Consider running disk repair utility using CHKDSK \r command. You can also manually run this command by right clicking on C:\ drive > Properties tab > Check Disk .

If that didn't helps, consider repairing your Windows 7 computer as some important system files may have been damaged or corrupted and startup repair will repair or replace them with fresh and 100% working files. Startup repair may needs to run at least 2 to 3 times to take effect. 

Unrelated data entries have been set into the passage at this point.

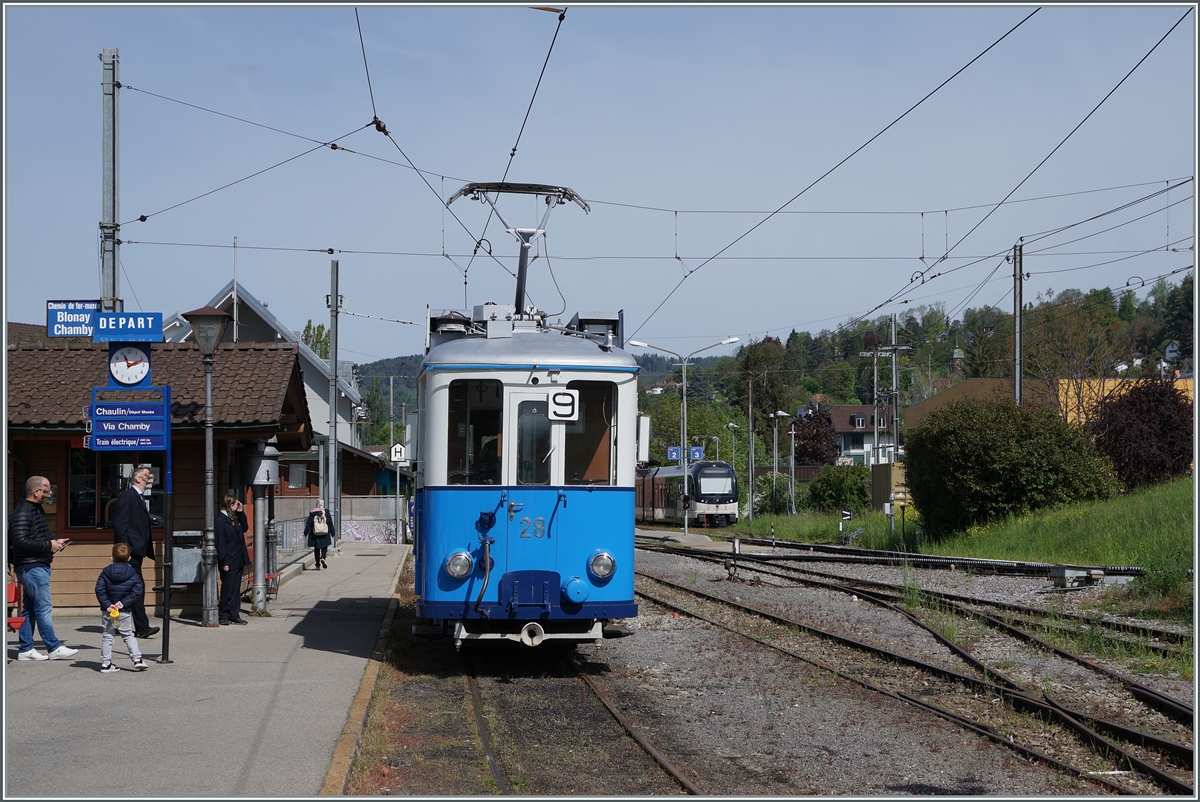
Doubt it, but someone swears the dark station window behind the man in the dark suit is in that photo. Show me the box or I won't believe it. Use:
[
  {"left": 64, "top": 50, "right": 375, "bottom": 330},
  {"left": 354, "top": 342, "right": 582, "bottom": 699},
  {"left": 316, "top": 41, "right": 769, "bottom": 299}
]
[{"left": 67, "top": 448, "right": 167, "bottom": 528}]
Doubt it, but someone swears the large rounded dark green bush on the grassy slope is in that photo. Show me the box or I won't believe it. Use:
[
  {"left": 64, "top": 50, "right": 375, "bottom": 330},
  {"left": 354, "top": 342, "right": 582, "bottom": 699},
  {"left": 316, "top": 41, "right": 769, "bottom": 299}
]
[{"left": 905, "top": 399, "right": 1117, "bottom": 538}]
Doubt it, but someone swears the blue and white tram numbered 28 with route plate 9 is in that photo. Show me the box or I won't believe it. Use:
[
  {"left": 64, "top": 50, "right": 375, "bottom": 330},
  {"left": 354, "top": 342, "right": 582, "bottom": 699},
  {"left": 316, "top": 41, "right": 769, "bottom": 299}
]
[{"left": 410, "top": 185, "right": 638, "bottom": 646}]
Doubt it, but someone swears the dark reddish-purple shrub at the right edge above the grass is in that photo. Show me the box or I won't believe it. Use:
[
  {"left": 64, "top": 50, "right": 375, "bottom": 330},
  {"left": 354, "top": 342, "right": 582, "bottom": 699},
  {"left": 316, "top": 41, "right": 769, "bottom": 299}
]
[{"left": 1090, "top": 377, "right": 1192, "bottom": 490}]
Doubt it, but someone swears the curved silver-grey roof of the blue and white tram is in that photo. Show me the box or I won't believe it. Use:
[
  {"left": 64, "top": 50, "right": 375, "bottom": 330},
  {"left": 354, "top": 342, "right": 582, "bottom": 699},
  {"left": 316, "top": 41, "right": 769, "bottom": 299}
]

Share your progress once you followed all the steps!!


----------



## spursfan_91 (Dec 30, 2007)

Sorry about the delay in replying, busy with night work. Unfortunately when I did the chkdsk, after running the computer froze with the message "Please wait while your computer restarts". I have just done the startup repair a couple of times and the only difference is that the circle on the shut down screen does not stop turning. Before it would freeze, now it just keeps going round and round without shutting down.

Still just turning the computer off by holding in the power button then just switching off via the power switch at the back of the tower.


----------



## tompatrick (Apr 19, 2010)

Well, you can try starting your system in clean boot mode which helps you pinpoint the exact process or program that causing this problem. To start the system in clean boot mode, follow the steps mentioned below:



> Click Start >1. type msconfig in the searchbox
> 2. Click msconfig in the search results
> 3. Click the General tab, and click Selective Startup
> 4. Under Selective Startup uncheck Load Startup items
> ...


Post your results after trying the steps above.


----------



## plodr (Jun 27, 2014)

Open Task Manger and write down what processes are running (aside from system idle). One of those processes is probably preventing windows from shutting down.


----------



## spursfan_91 (Dec 30, 2007)

Tompatrick; I did what you instructed. When I restarted the computer I was called away from the PC by a three year old demanding my attention. When I returned I caught the tail end of a BSOD, which stated POWER SYSTEM FAILURE. But the computer restarted okay. Then when I went to shut it down after it again froze in the shut down screen. Again when I turned off by holding the power button it shut down, but there was still power feeding through to my mouse and keyboard.

As for the task manager processes I have attached a word document with screen grabs. The first is when I do it and the second is when I "show processes from all users".


----------



## tompatrick (Apr 19, 2010)

Well, In that case I'd recommend you to scan complete system using MBAM (Malwarebytes Antimalware). It's just to check and ensure that there isn't any malicious programs preventing Windows to shutdown properly.


----------



## jenae (Mar 17, 2013)

Hi, you could be stuck in a wake on Lan, after adding the powerline adapter. Go to start, search and type:-

devmgmt.msc (press enter) locate your network card and right click select properties, under power management tab uncheck "Wake on Lan".


----------